= WWWJDIC =

WWWJDIC is an online Japanese dictionary based on the electronic dictionaries compiled and collected by Australian academic Jim Breen. The main Japanese–English dictionary file (EDICT) contains over 180,000 entries, and the ENAMDICT dictionary contains over 720,000 Japanese surnames, first names, place names and product names. WWWJDIC also contains several specialized dictionaries covering topics such as life sciences, law, computing, engineering, etc.

For example sentences with Japanese words, WWWJDIC makes use of a sentence database from the Tatoeba project, largely based on the Tanaka Corpus. Unlike the original Tanaka Corpus, the sentences from the Tatoeba project are not public domain, but are available under the non-restrictive CC-BY license. The sentence collection contains over 150,000 sentence pairs in Japanese and English.
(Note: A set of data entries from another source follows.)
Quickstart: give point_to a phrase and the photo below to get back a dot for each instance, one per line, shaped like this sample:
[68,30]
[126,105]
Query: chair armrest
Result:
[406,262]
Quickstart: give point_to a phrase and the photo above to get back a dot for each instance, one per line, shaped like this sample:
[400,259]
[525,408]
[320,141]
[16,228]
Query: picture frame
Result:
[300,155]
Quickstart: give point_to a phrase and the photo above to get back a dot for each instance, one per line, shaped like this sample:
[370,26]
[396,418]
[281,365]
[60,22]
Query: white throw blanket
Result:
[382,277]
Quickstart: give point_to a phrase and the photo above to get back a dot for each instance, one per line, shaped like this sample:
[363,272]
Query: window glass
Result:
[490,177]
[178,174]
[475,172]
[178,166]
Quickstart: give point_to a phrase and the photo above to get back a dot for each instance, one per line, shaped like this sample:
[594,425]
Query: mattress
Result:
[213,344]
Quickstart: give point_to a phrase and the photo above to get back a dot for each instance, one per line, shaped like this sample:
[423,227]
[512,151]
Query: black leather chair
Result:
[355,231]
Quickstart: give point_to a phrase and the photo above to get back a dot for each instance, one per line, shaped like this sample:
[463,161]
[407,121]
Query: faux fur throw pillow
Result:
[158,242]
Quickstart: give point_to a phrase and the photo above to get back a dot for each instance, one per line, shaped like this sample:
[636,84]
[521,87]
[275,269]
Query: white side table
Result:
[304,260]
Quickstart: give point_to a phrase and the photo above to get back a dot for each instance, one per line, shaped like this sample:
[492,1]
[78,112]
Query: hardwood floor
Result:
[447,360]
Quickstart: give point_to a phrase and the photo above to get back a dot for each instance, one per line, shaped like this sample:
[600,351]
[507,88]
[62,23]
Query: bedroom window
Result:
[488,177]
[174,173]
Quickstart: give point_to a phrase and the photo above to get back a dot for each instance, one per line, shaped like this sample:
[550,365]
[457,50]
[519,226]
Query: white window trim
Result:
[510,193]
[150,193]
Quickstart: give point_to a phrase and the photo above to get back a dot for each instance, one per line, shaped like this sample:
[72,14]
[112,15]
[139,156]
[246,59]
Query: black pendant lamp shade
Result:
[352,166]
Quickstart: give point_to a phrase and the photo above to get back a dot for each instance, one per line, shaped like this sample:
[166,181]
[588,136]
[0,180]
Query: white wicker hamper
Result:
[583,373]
In addition to Japanese–English, the dictionary has Japanese paired with German, French, Russian, Hungarian, Swedish, Spanish and Dutch. However, currently there are no example sentences for these languages.

The dictionary is updated freely and may be copied under its own licence arrangements.

Several mirror sites of the main WWWJDIC also exist around the world. These sites update daily from the home site at the Electronic Dictionary Research and Development Group (EDRDG).